Thoughts about Extracting Information from Sequences of Noisy Observations

Often we have some quantity of interest that we can only observe indirectly. In these situations, we would like to know how much relevant information we can extract from our noisy, indirect observations, and how to perform the extraction. Figuring out how to do this would in theory allow you to extract any feature of interest from any sort of observation. The question has been studied before as the 'information bottleneck problem.' In a perfect world, one might expect that the amount of information we can extract is just the mutual information between the variable of interest and the observation. Unfortunately, the answer turns out to be not so simple and the general solution for single observations has only been reduced to an implicit equation involving the source/observation joint distribution (cf these peoples' work). However, (to my knowlege) the question has not been studied for sequences of observations. I am highly suspicious that the answer in limit with sequence length is on average the mutual information. This post contains my thoughts on a proof strategy.

1: Preliminary Setup

Say we are interested in a sequence of variables distributed like an RV \(X\) in a finite alphabet \(\mathcal{X}\), but we can only observe a sequence distributed like an RV \(Y\) in a finite alphabet \(\mathcal{Y}\) and dependent on \(X\). Denote the vector of the first \(n\) iid draws of \(X\) as \(X^n,\) and similarly \(Y^n\) for \(Y\). From our observation \(Y^n\), we want to create the strongest possible characterization \(U^n\) of the variable of interest, \(X^n\).

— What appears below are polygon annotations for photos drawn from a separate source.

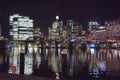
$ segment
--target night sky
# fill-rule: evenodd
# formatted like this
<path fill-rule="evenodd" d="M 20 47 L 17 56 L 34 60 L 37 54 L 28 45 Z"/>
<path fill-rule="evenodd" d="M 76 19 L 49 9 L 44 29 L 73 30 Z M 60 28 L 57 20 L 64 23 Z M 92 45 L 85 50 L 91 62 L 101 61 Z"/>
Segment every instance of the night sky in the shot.
<path fill-rule="evenodd" d="M 84 28 L 87 22 L 104 21 L 120 18 L 119 0 L 0 0 L 0 24 L 2 34 L 8 36 L 9 15 L 18 13 L 29 16 L 34 20 L 34 25 L 47 32 L 59 15 L 64 22 L 73 19 L 80 22 Z"/>

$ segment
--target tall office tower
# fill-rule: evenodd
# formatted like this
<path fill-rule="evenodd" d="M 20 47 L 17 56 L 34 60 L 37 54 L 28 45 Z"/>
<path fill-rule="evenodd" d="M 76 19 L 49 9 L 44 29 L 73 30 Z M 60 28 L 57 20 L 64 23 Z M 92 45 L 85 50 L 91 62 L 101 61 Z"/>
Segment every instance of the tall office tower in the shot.
<path fill-rule="evenodd" d="M 12 40 L 33 40 L 33 20 L 27 16 L 14 14 L 9 17 Z"/>
<path fill-rule="evenodd" d="M 88 32 L 93 33 L 100 27 L 100 24 L 98 22 L 88 22 Z"/>
<path fill-rule="evenodd" d="M 83 30 L 83 26 L 73 20 L 67 20 L 67 25 L 69 26 L 69 36 L 78 36 Z"/>
<path fill-rule="evenodd" d="M 60 38 L 63 31 L 63 21 L 59 20 L 59 16 L 56 16 L 56 21 L 52 23 L 52 27 L 48 28 L 49 37 L 51 38 Z"/>

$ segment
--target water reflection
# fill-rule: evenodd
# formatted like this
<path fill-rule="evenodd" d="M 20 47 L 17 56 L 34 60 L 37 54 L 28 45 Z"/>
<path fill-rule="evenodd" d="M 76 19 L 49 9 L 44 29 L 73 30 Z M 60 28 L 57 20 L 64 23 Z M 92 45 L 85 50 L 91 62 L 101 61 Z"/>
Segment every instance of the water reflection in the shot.
<path fill-rule="evenodd" d="M 41 47 L 40 44 L 33 43 L 9 44 L 6 51 L 9 54 L 8 73 L 20 74 L 20 54 L 24 53 L 25 75 L 56 79 L 120 76 L 119 49 L 82 50 L 75 47 L 70 51 L 59 47 Z"/>

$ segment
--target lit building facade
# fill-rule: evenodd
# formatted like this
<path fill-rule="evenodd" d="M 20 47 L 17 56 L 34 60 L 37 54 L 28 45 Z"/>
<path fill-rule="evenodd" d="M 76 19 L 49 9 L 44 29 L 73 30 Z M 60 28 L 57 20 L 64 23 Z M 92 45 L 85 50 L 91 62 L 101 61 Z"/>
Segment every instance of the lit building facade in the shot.
<path fill-rule="evenodd" d="M 63 21 L 59 21 L 59 16 L 56 16 L 56 21 L 52 23 L 52 27 L 48 28 L 49 37 L 57 39 L 62 37 L 63 34 Z"/>
<path fill-rule="evenodd" d="M 99 28 L 100 24 L 95 21 L 88 22 L 88 32 L 93 33 Z"/>
<path fill-rule="evenodd" d="M 27 16 L 14 14 L 9 17 L 12 40 L 33 40 L 33 20 Z"/>

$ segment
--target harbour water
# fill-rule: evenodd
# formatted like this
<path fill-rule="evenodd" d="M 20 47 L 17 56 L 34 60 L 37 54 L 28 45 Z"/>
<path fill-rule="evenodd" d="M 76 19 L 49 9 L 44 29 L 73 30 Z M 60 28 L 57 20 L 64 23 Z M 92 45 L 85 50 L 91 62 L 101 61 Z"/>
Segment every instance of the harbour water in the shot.
<path fill-rule="evenodd" d="M 62 80 L 114 79 L 120 76 L 120 49 L 82 49 L 59 44 L 57 47 L 42 47 L 33 43 L 5 46 L 0 49 L 0 70 L 9 74 Z"/>

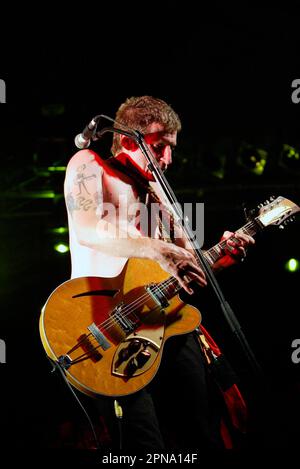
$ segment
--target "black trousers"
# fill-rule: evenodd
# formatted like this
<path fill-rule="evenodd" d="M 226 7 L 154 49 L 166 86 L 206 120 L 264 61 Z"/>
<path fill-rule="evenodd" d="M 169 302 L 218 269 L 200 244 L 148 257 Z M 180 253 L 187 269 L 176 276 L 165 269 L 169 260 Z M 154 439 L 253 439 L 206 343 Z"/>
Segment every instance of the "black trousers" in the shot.
<path fill-rule="evenodd" d="M 117 399 L 123 409 L 122 447 L 125 450 L 223 448 L 220 419 L 224 406 L 212 381 L 194 333 L 171 337 L 154 379 L 141 391 Z M 120 445 L 114 399 L 94 400 L 112 438 Z"/>

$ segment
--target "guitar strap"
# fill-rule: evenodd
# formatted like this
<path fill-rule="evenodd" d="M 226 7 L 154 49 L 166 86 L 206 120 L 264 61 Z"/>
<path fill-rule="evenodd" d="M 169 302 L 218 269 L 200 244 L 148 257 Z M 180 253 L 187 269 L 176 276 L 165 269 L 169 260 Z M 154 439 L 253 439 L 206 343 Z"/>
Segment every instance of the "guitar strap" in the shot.
<path fill-rule="evenodd" d="M 174 242 L 175 240 L 175 229 L 174 229 L 174 217 L 171 211 L 161 201 L 156 192 L 152 189 L 149 181 L 145 179 L 136 167 L 128 160 L 126 165 L 122 164 L 119 160 L 114 157 L 109 158 L 108 164 L 116 168 L 121 173 L 129 176 L 141 195 L 147 195 L 147 208 L 148 208 L 148 223 L 151 225 L 152 216 L 155 218 L 158 226 L 158 236 L 167 242 Z"/>

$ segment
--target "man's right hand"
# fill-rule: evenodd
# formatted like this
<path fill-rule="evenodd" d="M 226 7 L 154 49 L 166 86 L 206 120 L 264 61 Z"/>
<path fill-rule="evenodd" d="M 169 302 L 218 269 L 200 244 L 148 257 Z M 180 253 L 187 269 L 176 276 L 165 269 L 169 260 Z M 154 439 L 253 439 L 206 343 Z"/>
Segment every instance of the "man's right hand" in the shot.
<path fill-rule="evenodd" d="M 187 293 L 193 293 L 189 287 L 191 281 L 196 281 L 201 287 L 207 285 L 205 274 L 197 265 L 193 254 L 175 244 L 164 241 L 158 241 L 158 243 L 154 259 L 165 271 L 176 278 Z"/>

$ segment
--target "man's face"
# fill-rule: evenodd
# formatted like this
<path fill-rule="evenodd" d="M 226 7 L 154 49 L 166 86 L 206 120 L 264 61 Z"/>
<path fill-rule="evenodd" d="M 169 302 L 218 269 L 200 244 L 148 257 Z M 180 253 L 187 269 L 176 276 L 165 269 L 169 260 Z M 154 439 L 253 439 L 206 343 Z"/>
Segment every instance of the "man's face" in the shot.
<path fill-rule="evenodd" d="M 147 132 L 144 134 L 145 142 L 150 147 L 150 150 L 160 168 L 165 171 L 172 163 L 172 150 L 177 143 L 177 132 L 166 133 L 161 124 L 151 124 Z M 129 154 L 132 163 L 138 166 L 142 174 L 150 181 L 153 180 L 151 171 L 148 169 L 148 162 L 139 148 L 135 151 L 126 151 Z"/>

I am trying to prove the following hypothesis:

Given some arbitrarily small \(\varepsilon>0\), there exists some \(N_\varepsilon\) so that if \(n>N_\varepsilon\), then we can make a random variable \(U^n\) that satisfies the following three properties:

  1. \(X^n \rightarrow Y^n \rightarrow U^n.\) That is, \(U^n\) depends only on what we can observe, and doesn't contain the source distribution \(X^n\) as a hidden variable.
  2. \(\frac{I(X^n; U^n)}{n} \geq I(X;Y)-\varepsilon.\) That is, the sequence \(U^n\) preserves the information \(Y^n\) contains about \(X^n\) with negligible loss.
  3. \(\frac{H(U^n)}{n} \leq I(X; Y) + \varepsilon.\) That is, the sequence \(U^n\) contains only a negligible amount of information extraneous to \(X\).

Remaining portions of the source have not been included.